The one you linked to is a good starting point .gitlab-ci.yml · master · GitLab-examples / julia · GitLab.
The basic idea for the test job is to use a julia docker image, clone the repo and run Pkg.test.
Like in that example, you can have one job per julia version you want to support.
If you have many packages like we have at invenia, you may want to have a central yml file somewhere (we have this live in its own separate repo) which defines a standard pipeline, and then have all package repos include that file.

We run tests on all packages every night to see if updated dependencies break our code (they get updated according to the semver we specify in our Project.toml files).
We do this with a scheduled pipeline on each repo.

Now to get the tests to actually run you need to set up some machines with the Gitlab Runner installed.

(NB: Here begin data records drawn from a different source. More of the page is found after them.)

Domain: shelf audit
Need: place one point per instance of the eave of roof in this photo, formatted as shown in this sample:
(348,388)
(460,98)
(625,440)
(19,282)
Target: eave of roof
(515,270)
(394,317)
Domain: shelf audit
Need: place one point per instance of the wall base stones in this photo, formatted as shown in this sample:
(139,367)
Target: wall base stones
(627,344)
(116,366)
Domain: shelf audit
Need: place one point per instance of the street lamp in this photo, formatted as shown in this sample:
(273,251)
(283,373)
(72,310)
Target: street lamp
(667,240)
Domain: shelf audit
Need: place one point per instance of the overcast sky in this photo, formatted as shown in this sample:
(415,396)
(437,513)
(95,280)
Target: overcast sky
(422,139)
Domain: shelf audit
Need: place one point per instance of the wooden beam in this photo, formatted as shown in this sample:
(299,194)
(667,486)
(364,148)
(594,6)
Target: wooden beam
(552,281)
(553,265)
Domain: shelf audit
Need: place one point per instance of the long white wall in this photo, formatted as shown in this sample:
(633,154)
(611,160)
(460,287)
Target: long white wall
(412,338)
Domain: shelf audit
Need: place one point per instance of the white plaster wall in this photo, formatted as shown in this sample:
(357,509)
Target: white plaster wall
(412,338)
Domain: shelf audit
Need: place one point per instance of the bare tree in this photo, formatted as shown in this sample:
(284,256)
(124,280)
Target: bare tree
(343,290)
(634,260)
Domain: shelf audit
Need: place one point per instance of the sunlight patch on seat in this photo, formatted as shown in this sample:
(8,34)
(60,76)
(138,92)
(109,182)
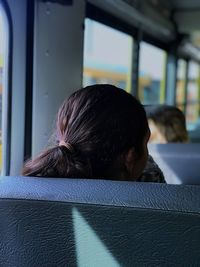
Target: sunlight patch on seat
(91,252)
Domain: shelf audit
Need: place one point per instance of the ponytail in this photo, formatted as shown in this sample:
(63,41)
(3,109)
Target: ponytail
(58,161)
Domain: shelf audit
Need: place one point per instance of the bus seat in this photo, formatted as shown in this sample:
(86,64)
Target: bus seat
(74,222)
(179,162)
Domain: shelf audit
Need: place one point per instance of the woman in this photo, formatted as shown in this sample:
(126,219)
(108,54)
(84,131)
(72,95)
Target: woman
(101,132)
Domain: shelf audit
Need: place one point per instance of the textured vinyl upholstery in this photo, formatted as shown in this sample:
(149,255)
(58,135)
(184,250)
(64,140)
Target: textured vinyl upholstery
(89,223)
(180,163)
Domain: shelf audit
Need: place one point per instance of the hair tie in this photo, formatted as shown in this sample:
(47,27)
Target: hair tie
(67,145)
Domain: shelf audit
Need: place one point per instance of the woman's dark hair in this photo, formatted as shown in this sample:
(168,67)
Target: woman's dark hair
(170,121)
(100,123)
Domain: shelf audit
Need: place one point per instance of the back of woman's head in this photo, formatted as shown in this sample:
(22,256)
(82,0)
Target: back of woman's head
(95,126)
(170,122)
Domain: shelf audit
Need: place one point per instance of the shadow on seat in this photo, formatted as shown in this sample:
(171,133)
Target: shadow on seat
(69,222)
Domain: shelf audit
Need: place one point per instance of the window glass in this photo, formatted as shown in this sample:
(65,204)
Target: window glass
(152,68)
(192,109)
(180,85)
(107,55)
(3,81)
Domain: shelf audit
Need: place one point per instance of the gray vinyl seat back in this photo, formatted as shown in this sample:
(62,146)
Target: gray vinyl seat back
(180,163)
(74,222)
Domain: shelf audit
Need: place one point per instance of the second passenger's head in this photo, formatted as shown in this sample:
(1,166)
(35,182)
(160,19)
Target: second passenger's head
(167,124)
(101,132)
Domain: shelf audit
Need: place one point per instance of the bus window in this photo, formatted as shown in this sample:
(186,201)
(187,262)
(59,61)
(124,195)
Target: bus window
(180,85)
(3,84)
(152,70)
(192,108)
(107,56)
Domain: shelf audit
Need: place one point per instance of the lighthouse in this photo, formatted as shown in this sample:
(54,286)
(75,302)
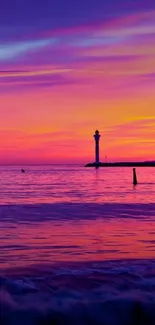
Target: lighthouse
(97,139)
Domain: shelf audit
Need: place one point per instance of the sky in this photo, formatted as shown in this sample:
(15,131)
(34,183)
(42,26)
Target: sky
(70,67)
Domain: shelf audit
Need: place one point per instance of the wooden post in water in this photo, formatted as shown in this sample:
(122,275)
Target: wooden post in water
(134,177)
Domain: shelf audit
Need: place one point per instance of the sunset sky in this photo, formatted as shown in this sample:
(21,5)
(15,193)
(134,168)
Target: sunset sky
(68,67)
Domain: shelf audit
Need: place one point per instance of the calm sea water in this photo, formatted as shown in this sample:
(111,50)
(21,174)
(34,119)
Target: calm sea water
(71,235)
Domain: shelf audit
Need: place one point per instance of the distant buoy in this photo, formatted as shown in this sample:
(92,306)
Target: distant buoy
(134,177)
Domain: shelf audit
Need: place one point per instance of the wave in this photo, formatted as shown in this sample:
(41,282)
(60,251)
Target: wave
(74,211)
(110,293)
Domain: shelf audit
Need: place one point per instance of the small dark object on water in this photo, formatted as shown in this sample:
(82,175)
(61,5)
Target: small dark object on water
(134,177)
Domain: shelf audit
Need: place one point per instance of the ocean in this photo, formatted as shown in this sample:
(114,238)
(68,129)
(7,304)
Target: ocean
(77,245)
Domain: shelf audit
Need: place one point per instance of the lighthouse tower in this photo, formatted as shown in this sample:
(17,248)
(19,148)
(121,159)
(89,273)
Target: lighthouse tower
(97,138)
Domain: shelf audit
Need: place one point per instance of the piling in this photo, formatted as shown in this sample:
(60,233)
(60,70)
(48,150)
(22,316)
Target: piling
(134,177)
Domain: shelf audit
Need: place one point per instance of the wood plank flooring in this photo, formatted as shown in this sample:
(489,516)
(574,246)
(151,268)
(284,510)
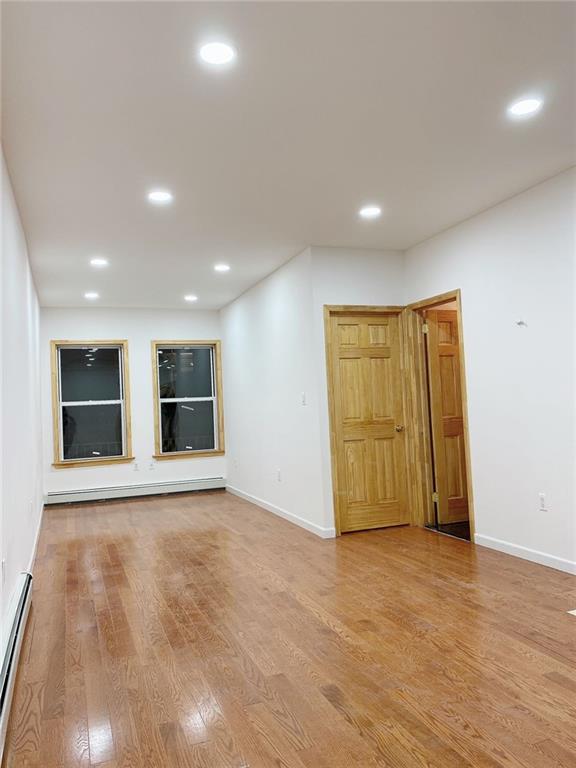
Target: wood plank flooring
(198,631)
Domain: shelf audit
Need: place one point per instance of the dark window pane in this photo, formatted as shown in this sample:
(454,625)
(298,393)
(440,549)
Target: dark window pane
(185,372)
(89,374)
(92,431)
(187,426)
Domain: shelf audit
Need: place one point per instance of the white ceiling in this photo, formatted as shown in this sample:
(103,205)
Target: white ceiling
(331,105)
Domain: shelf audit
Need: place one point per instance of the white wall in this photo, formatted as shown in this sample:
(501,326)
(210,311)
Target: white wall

We do this on a Mac mini which we have setup in our office, and also on AWS, where we have an AutoScalingGroup that scales the number of machines up and down based on CPU usage. We test on different architectures, and do that with the use of GitLab CI tags. Can provide more details if needed.

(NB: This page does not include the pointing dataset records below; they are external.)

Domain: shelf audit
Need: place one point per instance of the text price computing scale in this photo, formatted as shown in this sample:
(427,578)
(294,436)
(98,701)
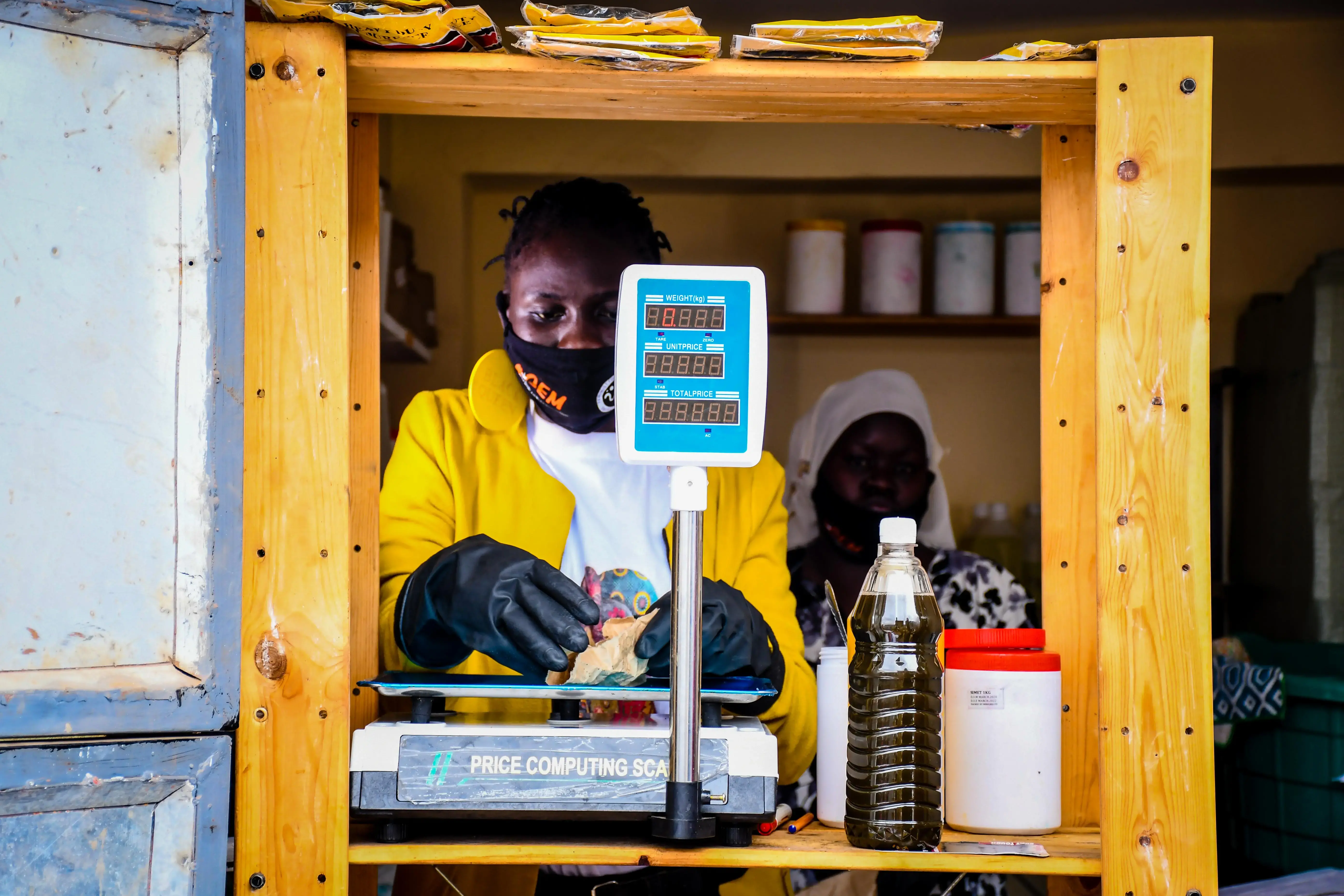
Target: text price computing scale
(690,393)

  • Documentation pipeline

Documentation is simply another job in the standard pipeline.
Actually, unlike the example you pointed to, we split it into two jobs.
“Documentation” builds the documentation (for every run of the pipeline, including for merge requests, so that we can review the doc changes before we approve and merge things), and “pages” publishes the docs (only on the default branch).
Here’s roughly what the .gitlab-ci.yml looks like for those jobs (untested, copy pasted and simplified stuff from different files, as our setup has complexified over the years):

"Documentation":
  artifacts:
    paths:
      - documentation/
  script:
    julia --project=docs/ -e "using Pkg; Pkg.instantiate()"
    julia --project=docs/ docs/make.jl
    # Move the rendered documentation to a folder called "documentation" in the root of
    # the repo which will be saved in an artifact.
    mkdir documentation
    mv docs/build/* documentation/

# Use the special job name "pages" to actually trigger deployment of the documentation on master.
# https://docs.gitlab.com/ee/user/project/pages/getting_started_part_four.html#job
pages:
  only:
    variables:
      # Only deploy docs on the default branch (eg master)
      - $CI_DEFAULT_BRANCH == $CI_COMMIT_REF_NAME
  dependencies:
    - Documentation
  artifacts:
    # As documentation is re-deployed every night the expiry just ensures that old documentation
    # is eventually cleaned up.
    expire_in: 1 week
    paths:
      - public/  # Note: Required to be called public for GitLab Pages
  script:
    - mkdir public
    - '[ -d documentation ] && mv documentation/* public/'
  • Registry setup

We have a PackageRegistry repo, which is a private equivalent of the Julia General registry, with just our private packages in it.
(Not sure how this was setup initially).
Users should install this registry on their local machine in addition to the general one (replace with your URL / name):

git clone <your_registry_repo> ~/.julia/registries/<company_name>

All julia package repos have a “Register” job which runs LocalRegistry.jl register on it: (again untested, copy pasted from different places)

“Register”:
  rules:
    # Attempt registration when Project.toml changes in the default branch
    - if: $CI_COMMIT_BRANCH == $CI_DEFAULT_BRANCH
      changes:
      - "Project.toml"
  script:
    # Set git config so the commits to the registry are from a given GitLab user
    - git config --global user.email "<email>"
    - git config --global user.name "<username>"
   # Register
    - julia -e 'using Pkg; Pkg.add(name="LocalRegistry", version="0.5.2")'
    - julia --project -e "using LocalRegistry; register(<local_package_path>, registry = \"<your_registry_repo>\", repo = \"$CI_PROJECT_URL\", create_gitlab_mr = true)"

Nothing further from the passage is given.